Elizabeth Holmes trial: Loving texts from Holmes to ‘abuser’ Balwani as they hunted leakers

Theranos founder Elizabeth Holmes, who has accused her fallen startup’s president of coercing and abusing her amid their long love affair, sent him adoring text messages as the pair hunted leakers ahead of a damning media exposé, a court filing this week revealed.

“You are breeze in desert for me,” (sic) said one text from Holmes to Sunny Balwani released by federal government lawyers prosecuting her fraud trial in U.S. District Court in San Jose. “My water. And ocean. Meant to be only together tiger.” Another text from Holmes to Balwani said, “Madly in love with you and your strength.”

Earlier court filings contained allegations by Holmes that Balwani, with whom she had a lengthy relationship that spanned most of Theranos’ existence, imposed on her a “pattern of abuse and coercive control” and sexually abused her. Holmes’ legal team plans to introduce testimony from a psychologist specializing in relationship trauma who according to a court filing will discuss a mental condition of Holmes that they claim affects the “issue of guilt.” Another filing refers to her “potentially debilitating” symptoms of post-traumatic stress disorder. Balwani, in a court filing, has said he “categorically denies Ms. Holmes’ allegations.”

The loving texts came in 2015, a few months before the 12-year-old Palo Alto blood-testing startup would be rocked by a Wall Street Journal report questioning its technology. Holmes and Balwani appear in the messages to be responding to inquiries made by Journal reporter John Carreyrou.

Seconds after an exchange that saw Holmes tell Balwani, “Missing you” and Balwani responding, “Missing u too,” Balwani tells her he’s narrowed down the pool of potential leakers in Theranos’ laboratory to five people. “Will nail this mother (expletive),” Balwani wrote.

Holmes and Balwani — who will be tried separately — are accused of 12 counts of felony fraud. Federal prosecutors allege they bilked investors out of hundreds of millions of dollars, and misled patients and doctors, with false claims that their company’s machines could conduct a full range of tests on just a few drops of blood. The two have denied the allegations.

SAN JOSE, CALIFORNIA – JUNE 28: Former Theranos COO Ramesh “Sunny’ Balwani leaves the Robert F. Peckham U.S. Federal Court on June 28, 2019 in San Jose, California. Former Theranos CEO Elizabeth Holmes and former COO Ramesh Balwani appeared in federal court for a status hearing. Both are facing charges of conspiracy and wire fraud for allegedly engaging in a multimillion-dollar scheme to defraud investors with the Theranos blood testing lab services. (Photo by Justin Sullivan/Getty Images)

Holmes’ trial started this week with opening arguments, but a hearing Friday was delayed until Tuesday “out of an abundance of caution,” according to the court, after a juror said he may have been in contact with someone with COVID. “The juror is vaccinated, is not showing symptoms, and has worn a mask and maintained social distancing throughout jury selection and trial proceedings,” a court notice said. “The juror is awaiting COVID-19 test results.”

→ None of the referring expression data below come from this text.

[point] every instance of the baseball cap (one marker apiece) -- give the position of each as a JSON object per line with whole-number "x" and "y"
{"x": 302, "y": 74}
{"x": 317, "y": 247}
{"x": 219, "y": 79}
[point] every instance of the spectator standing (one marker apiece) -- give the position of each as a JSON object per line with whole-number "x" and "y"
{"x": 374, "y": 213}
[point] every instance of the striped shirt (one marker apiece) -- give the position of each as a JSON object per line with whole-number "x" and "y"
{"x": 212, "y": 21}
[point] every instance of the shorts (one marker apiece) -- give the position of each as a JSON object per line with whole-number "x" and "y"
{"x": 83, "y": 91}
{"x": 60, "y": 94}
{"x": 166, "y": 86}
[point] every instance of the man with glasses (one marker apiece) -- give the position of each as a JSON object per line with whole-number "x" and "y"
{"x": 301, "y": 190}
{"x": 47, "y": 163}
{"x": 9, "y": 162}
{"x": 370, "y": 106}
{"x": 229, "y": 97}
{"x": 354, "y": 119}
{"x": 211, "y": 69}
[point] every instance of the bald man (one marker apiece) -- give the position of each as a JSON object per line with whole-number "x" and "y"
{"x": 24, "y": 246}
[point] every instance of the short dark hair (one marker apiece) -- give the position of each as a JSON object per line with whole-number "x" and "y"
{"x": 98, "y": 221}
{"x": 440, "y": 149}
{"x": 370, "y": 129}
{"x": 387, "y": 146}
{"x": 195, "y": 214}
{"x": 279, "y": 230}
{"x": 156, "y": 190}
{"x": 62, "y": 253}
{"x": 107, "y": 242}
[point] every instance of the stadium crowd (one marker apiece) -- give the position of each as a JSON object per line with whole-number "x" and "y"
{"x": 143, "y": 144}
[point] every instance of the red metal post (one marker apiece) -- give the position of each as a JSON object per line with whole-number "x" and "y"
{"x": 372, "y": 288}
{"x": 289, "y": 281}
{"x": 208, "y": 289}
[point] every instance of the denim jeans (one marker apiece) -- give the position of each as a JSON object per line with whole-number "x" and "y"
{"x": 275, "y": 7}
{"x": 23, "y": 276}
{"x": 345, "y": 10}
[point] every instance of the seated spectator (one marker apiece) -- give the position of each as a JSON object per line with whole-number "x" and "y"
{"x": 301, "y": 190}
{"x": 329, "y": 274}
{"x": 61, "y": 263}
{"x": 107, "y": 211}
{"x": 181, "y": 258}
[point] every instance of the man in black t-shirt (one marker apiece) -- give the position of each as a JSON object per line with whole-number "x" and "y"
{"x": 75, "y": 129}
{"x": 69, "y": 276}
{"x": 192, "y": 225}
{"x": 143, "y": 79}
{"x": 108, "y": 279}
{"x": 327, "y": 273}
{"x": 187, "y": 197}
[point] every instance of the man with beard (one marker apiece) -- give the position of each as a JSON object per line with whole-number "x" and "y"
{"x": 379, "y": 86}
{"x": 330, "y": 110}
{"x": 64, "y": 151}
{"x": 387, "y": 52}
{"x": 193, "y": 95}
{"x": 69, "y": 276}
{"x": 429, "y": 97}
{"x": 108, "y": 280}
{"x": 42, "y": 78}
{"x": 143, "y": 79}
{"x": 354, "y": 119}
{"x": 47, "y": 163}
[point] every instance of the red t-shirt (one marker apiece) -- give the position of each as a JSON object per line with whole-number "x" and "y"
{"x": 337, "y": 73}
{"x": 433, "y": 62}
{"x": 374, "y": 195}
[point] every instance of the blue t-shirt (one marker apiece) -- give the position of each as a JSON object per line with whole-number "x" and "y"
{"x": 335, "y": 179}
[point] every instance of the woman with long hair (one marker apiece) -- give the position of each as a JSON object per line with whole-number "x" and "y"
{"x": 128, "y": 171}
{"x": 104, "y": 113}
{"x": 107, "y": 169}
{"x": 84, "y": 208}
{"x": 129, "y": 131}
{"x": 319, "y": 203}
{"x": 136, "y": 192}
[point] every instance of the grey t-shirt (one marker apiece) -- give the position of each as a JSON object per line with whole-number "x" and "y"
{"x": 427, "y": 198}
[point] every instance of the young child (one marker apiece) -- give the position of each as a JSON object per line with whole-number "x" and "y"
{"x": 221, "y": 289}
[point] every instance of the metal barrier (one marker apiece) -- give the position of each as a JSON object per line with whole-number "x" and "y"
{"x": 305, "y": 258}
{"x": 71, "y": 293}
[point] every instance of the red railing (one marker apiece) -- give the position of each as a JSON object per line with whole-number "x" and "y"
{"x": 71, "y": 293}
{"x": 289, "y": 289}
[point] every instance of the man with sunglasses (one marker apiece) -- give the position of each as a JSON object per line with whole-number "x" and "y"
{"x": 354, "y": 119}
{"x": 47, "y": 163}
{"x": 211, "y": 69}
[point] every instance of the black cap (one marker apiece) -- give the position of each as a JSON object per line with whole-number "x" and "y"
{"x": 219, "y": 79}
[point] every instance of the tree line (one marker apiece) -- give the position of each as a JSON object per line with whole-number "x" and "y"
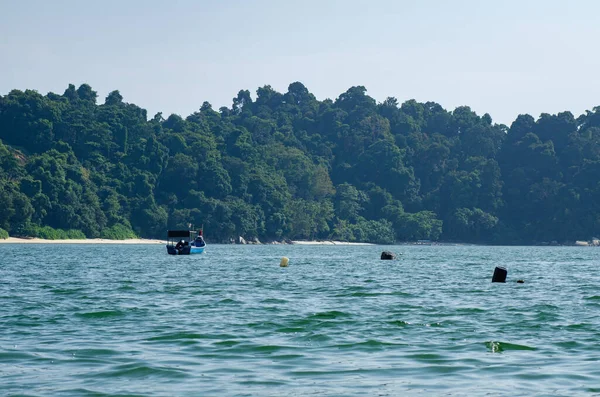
{"x": 286, "y": 165}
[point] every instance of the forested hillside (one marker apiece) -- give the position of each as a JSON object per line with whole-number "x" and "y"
{"x": 285, "y": 165}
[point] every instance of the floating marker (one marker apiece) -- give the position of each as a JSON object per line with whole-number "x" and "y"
{"x": 499, "y": 275}
{"x": 387, "y": 255}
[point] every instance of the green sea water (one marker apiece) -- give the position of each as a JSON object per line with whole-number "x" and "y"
{"x": 121, "y": 320}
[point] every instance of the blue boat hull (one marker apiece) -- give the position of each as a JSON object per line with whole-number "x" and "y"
{"x": 187, "y": 250}
{"x": 196, "y": 250}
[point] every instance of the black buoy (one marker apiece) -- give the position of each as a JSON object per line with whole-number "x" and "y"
{"x": 388, "y": 255}
{"x": 499, "y": 275}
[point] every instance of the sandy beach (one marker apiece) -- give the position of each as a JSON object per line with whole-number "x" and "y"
{"x": 15, "y": 240}
{"x": 328, "y": 242}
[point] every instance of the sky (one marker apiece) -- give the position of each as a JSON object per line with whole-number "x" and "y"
{"x": 504, "y": 58}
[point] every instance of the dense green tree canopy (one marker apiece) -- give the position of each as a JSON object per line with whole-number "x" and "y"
{"x": 286, "y": 165}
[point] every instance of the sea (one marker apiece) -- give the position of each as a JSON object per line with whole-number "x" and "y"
{"x": 130, "y": 320}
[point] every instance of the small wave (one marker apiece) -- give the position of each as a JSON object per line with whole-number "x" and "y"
{"x": 101, "y": 314}
{"x": 329, "y": 315}
{"x": 368, "y": 345}
{"x": 274, "y": 300}
{"x": 142, "y": 371}
{"x": 177, "y": 336}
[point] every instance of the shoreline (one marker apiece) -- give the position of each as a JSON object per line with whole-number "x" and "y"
{"x": 328, "y": 242}
{"x": 35, "y": 240}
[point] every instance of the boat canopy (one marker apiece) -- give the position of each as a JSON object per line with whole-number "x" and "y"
{"x": 178, "y": 233}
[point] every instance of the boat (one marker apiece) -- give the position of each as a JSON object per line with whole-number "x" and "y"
{"x": 185, "y": 242}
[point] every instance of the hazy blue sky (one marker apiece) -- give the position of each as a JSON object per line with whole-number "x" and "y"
{"x": 500, "y": 57}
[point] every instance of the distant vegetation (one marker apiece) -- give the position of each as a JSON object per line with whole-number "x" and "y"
{"x": 285, "y": 165}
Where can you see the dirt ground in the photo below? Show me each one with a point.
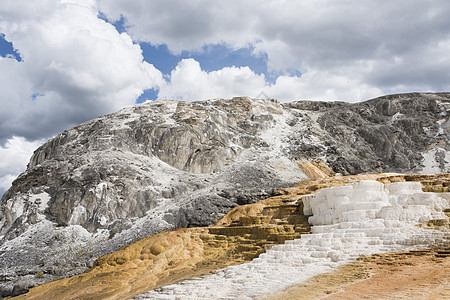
(421, 274)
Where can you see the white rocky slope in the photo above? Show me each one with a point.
(359, 219)
(169, 164)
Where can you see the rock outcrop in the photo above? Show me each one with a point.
(170, 164)
(242, 235)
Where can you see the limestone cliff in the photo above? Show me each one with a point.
(171, 164)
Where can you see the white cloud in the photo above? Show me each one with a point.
(14, 157)
(78, 65)
(189, 82)
(383, 46)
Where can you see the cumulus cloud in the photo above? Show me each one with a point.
(189, 82)
(395, 46)
(14, 157)
(74, 67)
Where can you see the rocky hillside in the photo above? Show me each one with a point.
(371, 214)
(170, 164)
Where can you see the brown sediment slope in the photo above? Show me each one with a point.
(171, 256)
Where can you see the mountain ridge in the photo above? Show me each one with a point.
(170, 164)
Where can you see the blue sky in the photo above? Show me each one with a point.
(79, 59)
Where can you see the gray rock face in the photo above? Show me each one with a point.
(170, 164)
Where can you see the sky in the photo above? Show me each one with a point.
(63, 62)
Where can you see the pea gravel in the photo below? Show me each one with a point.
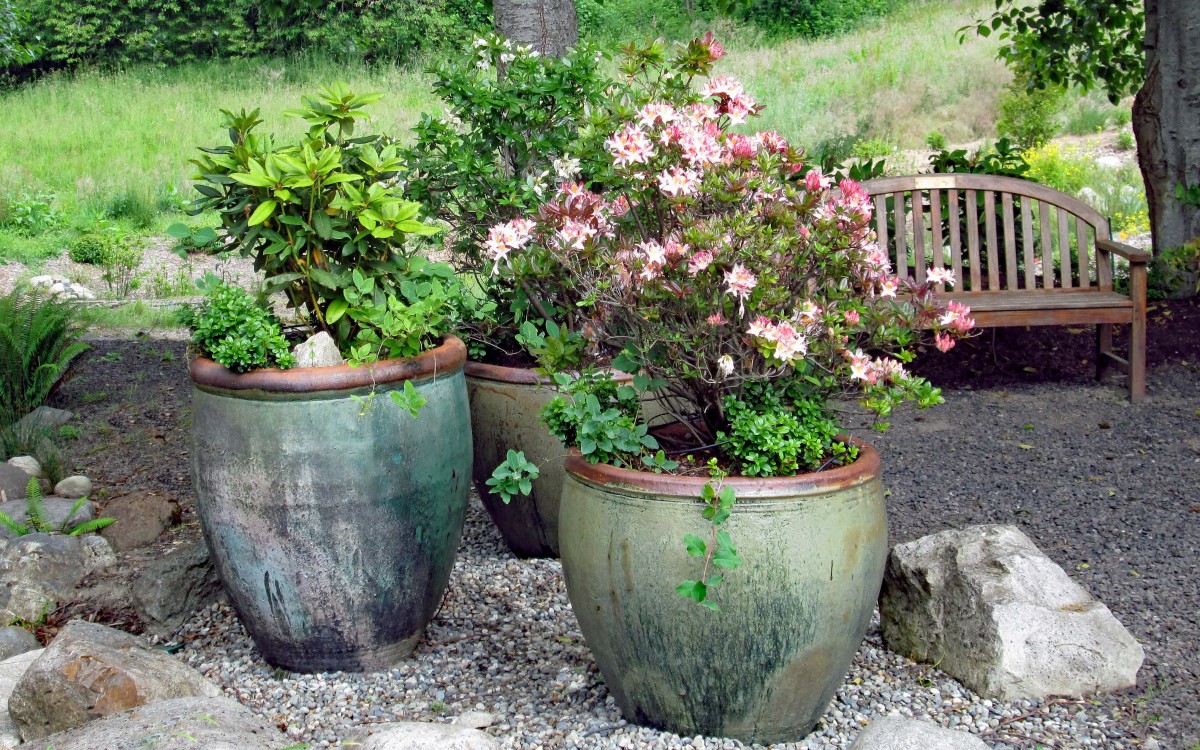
(1107, 489)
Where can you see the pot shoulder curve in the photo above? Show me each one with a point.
(864, 469)
(445, 359)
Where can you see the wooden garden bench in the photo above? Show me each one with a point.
(1033, 256)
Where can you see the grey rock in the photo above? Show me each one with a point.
(37, 573)
(475, 719)
(28, 465)
(58, 513)
(319, 351)
(15, 641)
(11, 670)
(900, 733)
(97, 553)
(73, 487)
(421, 736)
(141, 519)
(91, 671)
(13, 483)
(990, 609)
(45, 418)
(173, 587)
(179, 724)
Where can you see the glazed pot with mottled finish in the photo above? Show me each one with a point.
(766, 666)
(505, 413)
(333, 515)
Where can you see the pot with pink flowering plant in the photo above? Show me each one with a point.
(505, 143)
(747, 292)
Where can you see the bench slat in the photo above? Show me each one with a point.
(1009, 241)
(935, 225)
(989, 219)
(973, 239)
(953, 214)
(1027, 247)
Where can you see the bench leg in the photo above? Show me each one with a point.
(1103, 348)
(1138, 333)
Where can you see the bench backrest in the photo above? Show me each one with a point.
(995, 233)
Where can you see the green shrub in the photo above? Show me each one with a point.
(39, 341)
(1030, 117)
(94, 247)
(233, 329)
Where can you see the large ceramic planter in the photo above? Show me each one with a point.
(505, 413)
(792, 616)
(333, 515)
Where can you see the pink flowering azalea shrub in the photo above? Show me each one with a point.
(721, 261)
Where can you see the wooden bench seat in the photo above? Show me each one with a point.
(1021, 255)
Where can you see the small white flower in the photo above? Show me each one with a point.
(725, 365)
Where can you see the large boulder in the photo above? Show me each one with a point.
(174, 586)
(180, 724)
(15, 641)
(13, 483)
(990, 609)
(900, 733)
(93, 671)
(421, 736)
(11, 670)
(37, 573)
(139, 519)
(59, 514)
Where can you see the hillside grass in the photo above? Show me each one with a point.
(114, 144)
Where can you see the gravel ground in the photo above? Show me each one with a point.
(1105, 487)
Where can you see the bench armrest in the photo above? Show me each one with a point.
(1126, 251)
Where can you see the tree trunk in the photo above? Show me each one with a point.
(549, 25)
(1167, 121)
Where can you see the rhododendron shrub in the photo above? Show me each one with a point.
(517, 125)
(720, 259)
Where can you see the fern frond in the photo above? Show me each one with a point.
(11, 523)
(75, 509)
(35, 510)
(89, 527)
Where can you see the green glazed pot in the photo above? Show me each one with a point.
(766, 666)
(505, 413)
(333, 520)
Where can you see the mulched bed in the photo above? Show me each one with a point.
(1027, 437)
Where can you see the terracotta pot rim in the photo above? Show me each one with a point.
(520, 376)
(864, 469)
(445, 359)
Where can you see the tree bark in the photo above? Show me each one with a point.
(549, 25)
(1167, 121)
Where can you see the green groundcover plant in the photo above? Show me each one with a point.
(327, 223)
(742, 287)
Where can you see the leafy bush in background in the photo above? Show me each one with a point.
(125, 31)
(814, 17)
(1030, 117)
(237, 331)
(39, 340)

The text messages show Holmes and Balwani identifying three people they believed were leaking information, including employees Tyler Shultz — the grandson of the late U.S. Secretary of State George Shultz — and Erika Cheung, both of whom were later revealed to be whistleblower sources for Carreyrou. Prosecutors also filed documents indicating Theranos made $150,000 in payments to private investigators soon after the messages about Shultz and Cheung, to pay for what Theranos called the “E. Cheung & T. Shultz project.”

Carreyrou’s reporting would lead to the demise of the startup and criminal charges against Holmes and Balwani, but Balwani at the time expressed optimism. “This one is fairly easy to get ahead of,” he wrote in one message to Holmes. “So easy to knock legs off of. And we will also take legal action once this is behind us.” Holmes appeared to agree, responding, “Legal likely.”

The messages also touch on a contentious issue in the case, of Holmes’ lifestyle as a high-flying technology CEO. In response to defense-team concerns that detailed information about Holmes’ spending could prejudice the jury against her, Judge Edward Davila banned prosecutors from telling the jury about “specific purchases or details reflecting branding of clothing, hotels, or other personal items.” Balwani in a message to Holmes informed her that his flight had been delayed, and he said he should have taken a private jet. “Always do in future,” Holmes responded.

Holmes, who recently gave birth, is expected to be on trial for three months. She faces up to 20 years in prison if convicted.